I've been thinking about seeing a psychologist for quite sometime just to deal with issues of my self esteem and self worth because it feels like I've been battling with them long enough by myself. But I'm haunted by my dignity, I know this is so stupid in this day and age but I feel like I'm giving in if I have to seek help.
So anyone my question is how did you take the plunge by seeing one and admitting to yourself and those close to you that you need the help?
I have nothing but respect for people who seek out help for problems, physical and emotional.
My sister had some hard times last year and I finally convinced her to come and see my doctor, who was able to refer my sister to a lovely psychologist under the new medicare scheme (12 free visits a year).
It was such a help to my sister that she's continued to see the psychologist even after the covered visits. The progress has been slow, but steady. And the difference it's made to my sister is wonderful.
You don't need to tell anyone about going if you don't feel comfortable about it.
Go talk to your GP about a referal. It won't cost a thing and it might be what you need to help get your head sorted :)
i recently went and saw one i am younger so it my be different... but ijust had to let it out that i wantedto see someone to help me..ofcourse i got the natural reaction of shock from my parents but they wanted to help me so they were very supportive
it is a great feeling to tell someone your feelings and no they are listening.
there is nothing wrong with asking for help it took me a while but it was the right thing todo i think u should take the pludge..
I went along and talked to a psychotherapist not long after I met DP and got a job I really liked.
I just decided that I didn't want to stuff everything up now that I had been so blessed.
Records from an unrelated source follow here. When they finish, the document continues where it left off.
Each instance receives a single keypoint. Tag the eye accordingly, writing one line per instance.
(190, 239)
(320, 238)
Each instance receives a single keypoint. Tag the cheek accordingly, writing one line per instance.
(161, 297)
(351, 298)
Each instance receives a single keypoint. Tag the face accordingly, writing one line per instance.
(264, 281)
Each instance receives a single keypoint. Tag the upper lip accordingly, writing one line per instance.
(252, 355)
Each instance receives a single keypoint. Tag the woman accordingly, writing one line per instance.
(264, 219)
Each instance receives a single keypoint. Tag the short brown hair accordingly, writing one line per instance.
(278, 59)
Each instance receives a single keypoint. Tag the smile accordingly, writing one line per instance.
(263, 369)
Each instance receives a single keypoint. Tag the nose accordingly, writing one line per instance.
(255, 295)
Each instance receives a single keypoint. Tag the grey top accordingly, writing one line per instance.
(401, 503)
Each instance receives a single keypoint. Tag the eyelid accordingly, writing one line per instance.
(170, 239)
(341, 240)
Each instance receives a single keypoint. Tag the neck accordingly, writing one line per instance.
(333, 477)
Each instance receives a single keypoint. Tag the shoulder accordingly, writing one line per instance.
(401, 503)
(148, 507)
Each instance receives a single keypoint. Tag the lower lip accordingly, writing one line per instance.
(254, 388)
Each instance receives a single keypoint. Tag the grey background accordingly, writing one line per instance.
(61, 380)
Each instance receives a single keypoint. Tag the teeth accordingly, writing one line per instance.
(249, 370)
I was sick of some stuff and just wanted to talk to someone about it because it kept getting in my way.
I just wanted to be happy that's all. I didn't tell anyone, I just went along. I didn't tell DP and I still haven't. Its not a matter of 'hiding' it, it was just that it was FOR me and there was no need to tell anyone else about it.
It was wonderful and I found it really beneficial and am so glad I did it.
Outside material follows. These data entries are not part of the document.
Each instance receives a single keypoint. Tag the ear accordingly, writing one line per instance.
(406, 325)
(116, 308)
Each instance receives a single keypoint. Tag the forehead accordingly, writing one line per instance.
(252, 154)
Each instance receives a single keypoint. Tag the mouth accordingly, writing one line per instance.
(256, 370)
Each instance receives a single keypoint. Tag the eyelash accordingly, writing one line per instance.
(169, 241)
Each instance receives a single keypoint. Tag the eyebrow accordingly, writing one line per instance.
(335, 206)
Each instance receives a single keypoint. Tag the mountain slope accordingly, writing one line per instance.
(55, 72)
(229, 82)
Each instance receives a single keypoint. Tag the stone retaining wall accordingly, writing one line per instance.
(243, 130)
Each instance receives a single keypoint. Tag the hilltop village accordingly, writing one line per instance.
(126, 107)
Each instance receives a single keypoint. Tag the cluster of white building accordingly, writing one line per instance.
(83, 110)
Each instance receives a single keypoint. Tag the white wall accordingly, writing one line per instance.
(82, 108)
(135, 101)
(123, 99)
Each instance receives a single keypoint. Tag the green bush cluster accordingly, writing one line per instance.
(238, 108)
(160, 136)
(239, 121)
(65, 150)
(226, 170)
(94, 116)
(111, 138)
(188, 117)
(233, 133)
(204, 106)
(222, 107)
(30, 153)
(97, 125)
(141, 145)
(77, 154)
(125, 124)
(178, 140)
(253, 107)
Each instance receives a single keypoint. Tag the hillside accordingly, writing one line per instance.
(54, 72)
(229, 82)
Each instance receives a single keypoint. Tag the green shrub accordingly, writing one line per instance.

I also went along for a little refresher visit when I was pregnant which I found very useful.
If I ever need it again I will have no hesitation.
For me I just got sick of feeling bad and experiencing pain so I went to my GP and asked for a referral. She gave me one, and I have been seeing him for the past 5 years - on and off. It was the best thing I ever did. Without him I wouldn't be where I am now - so far from where I began. Some things you just can't deal with on your own, and you shouldn't have to. :thumbsup:
I was suffering terribly with insomnia (4hours sleep per night) and deep down I knew that I was depressed. I got sick of pretending to be happy all of the time. It was such an effort to compensate for how I was really feeling. And the silly thing is that I was covering up so that others wouldnt feel bad. Crazy! Anyway I went to my GP for a referral and I went onto antidepressants for about 18months. It was the best thing I have ever done. After that I travelled o/s by myself and I was much more outgoing and I actually enjoyed my life again. I am very open about what I went through, because without it I wouldnt be here today. As for the reactions from family and friends, you dont have to tell anyone about seeing a psychologist or counseller until you are ready. In fact, no one has to know at all... ever!
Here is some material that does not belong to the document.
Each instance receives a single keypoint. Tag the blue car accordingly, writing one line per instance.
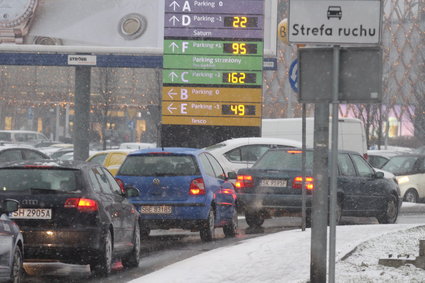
(182, 188)
(11, 243)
I still go to see my psychologist every now and then when I can see the "all-is-not-well" signs appearing again. She is an absolute God-send.
I was similar to Shed. I went when my future DH and i hooked up.
I'd had a terrible failed marriage and numerous men had cheated on me after that.
I basically hated men. I knew DH was a great guy yet i could also see myself sabotaging it before it even began, with issues I needed to work on.
My mum is a psychotherapist (gestalt) so I have been around the "talk" for many years. I guess i just didnt want to miss out on someone good because of what had happened in the past.
It was scary to drive to and to walk in but the man i saw was fantastic, I only had a few sessions but it helped enormously. I still read a bit on self help to guide my thoughts and if i was in an area that had a wide array of professionals to see i would go again (i lived in syd at the time).
Thank you for all your replies! I've now gained the confidence to go and see someone, ive found someone who seems to fit my description and is local which is also good. Another thing you've made me realise is that I don't need to tell anyone, I have no idea why I thought it was a must that everyone has to know!